Presenting the project at the ”Women, Music and the World” seminar

Written by Nina Öhman

 

The World Wide Women team presented the project publicly for the first time on November 13th 2021 in the Etnosoi! seminar ”Women, Music and the World.” At the seminar, the team members talked about their own projects and showed related video clips or played music. The presentations centered on female musicians and the crossing of different kinds of boundaries. The seminar gathered about 30 listeners into the Maijansali hall of the Central Library Oodi; their participation demonstrated the interest of the audience towards research on women’s musical life.

Jenni Hanikka
Jenni Hanikka

As a whole, the team’s presentations emphasized music’s great importance as a means of self-expression for women around the world. For many female musicians and their audiences, music is not just a “decoration” of everyday life, not just entertainment (although it can also be that), but musical activities give them a possibility for expressing a social stance, for encaging in activism and for creating visions of a better future.

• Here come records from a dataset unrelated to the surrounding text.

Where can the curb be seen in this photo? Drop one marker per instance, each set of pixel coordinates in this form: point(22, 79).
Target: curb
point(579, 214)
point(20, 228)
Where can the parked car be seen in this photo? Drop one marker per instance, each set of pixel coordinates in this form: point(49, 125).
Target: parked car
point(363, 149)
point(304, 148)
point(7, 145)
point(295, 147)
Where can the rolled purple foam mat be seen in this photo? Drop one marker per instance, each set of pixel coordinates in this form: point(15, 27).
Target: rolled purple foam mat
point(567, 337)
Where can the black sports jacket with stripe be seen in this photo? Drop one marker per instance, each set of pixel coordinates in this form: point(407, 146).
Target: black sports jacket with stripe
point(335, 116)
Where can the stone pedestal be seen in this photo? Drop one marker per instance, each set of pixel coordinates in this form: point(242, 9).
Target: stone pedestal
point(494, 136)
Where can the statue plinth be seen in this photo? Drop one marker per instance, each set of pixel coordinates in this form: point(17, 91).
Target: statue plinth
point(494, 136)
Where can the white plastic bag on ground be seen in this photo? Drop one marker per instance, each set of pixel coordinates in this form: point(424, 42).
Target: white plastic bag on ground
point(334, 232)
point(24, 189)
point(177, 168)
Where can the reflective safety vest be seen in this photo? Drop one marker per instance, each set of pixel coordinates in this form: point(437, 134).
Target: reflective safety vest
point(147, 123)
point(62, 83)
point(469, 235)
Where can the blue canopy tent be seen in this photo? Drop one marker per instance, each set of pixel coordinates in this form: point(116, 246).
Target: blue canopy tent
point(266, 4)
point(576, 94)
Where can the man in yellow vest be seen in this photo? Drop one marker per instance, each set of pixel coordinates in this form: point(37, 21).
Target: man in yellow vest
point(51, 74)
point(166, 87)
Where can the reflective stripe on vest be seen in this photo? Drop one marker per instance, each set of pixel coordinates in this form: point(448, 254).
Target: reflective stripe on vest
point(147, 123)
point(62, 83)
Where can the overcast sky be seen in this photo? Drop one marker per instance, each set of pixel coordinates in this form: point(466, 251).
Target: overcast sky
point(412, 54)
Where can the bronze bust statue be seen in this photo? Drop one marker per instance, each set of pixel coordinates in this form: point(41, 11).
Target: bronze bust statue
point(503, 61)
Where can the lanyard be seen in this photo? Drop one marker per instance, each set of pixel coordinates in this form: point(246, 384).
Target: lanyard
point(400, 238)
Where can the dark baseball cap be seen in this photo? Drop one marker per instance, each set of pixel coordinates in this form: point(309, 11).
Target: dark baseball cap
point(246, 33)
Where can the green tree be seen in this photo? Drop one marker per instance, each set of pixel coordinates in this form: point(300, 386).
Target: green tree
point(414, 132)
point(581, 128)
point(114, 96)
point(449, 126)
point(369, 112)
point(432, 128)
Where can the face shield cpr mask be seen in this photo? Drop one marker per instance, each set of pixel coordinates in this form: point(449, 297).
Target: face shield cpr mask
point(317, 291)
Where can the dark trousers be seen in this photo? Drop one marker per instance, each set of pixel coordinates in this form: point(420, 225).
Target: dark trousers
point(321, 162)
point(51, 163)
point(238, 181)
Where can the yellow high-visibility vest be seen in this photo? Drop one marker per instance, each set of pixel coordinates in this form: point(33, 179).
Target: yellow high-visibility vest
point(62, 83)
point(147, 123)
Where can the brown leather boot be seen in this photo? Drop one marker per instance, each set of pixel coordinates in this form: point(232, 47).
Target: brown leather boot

As the presentations demonstrated, women’s work in music is often transgressive and challenges social expectations. For example, the musical collaboration between Marjo Smolander and Awa Sané (a.k.a. Eve Crazy) helped them to find a common ground and deal with the position of women in society and within the family. Their music video opposes violence towards women through its music and visuals.

Marjo Smolander
Marjo Smolander

Ying-Hsien Chen presented her ethnographic research on the kantele playing of Japanese women. For them, kantele playing enables a peaceful state for the individual and a female musical space for the community of kantele enthusiasts. Jenni Hanikka for her part presented Malian flutes, which are traditionally associated with men. She also played traditional Malian music arranged in her own style with the flutes. Additionally, a montage of the documentary film about Bolivian cholita groups called When I’m on Stage, I Rule by Siboné Oroza and Antti Nordin was shown. They also told about the different stages of the film production and the choices they had made while shooting the film.

The presentations in the event introduced in many ways the music in women’s lives as a rich and unique research topic. Like for example the film about cholita artists showed, combined with other art forms, such as dance and visual expression, music offers endless opportunities for creating social impact.

Siboné Oroza
Siboné Oroza

After the presentation, we discussed among other themes how a researcher’s or a musician’s social position influences how they are received in the field, as well as the results of a study. The speakers told about negotiations that often were not related to their work but rather to local social norms and the expectations towards then as objects of romantic interest, researchers, musicians or mothers. During the discussion it was also stated that female researchers/musicians and their collaborators may find a common ground for their work exactly through their gender identity. On the other hand, other aspects of identity can define positions of power or build relationships in different ways.

Overall, the presentations of the event demonstrated how music enables the processing of problems relating to inequality and the reflection of the root causes of inequality. At the same time, the presentations provided a diverse picture of the joys of women’s musical activities for both the musicians and their audiences. In addition to joy, women’s musical activities produce new ideas and knowledge that expand our understanding of the world.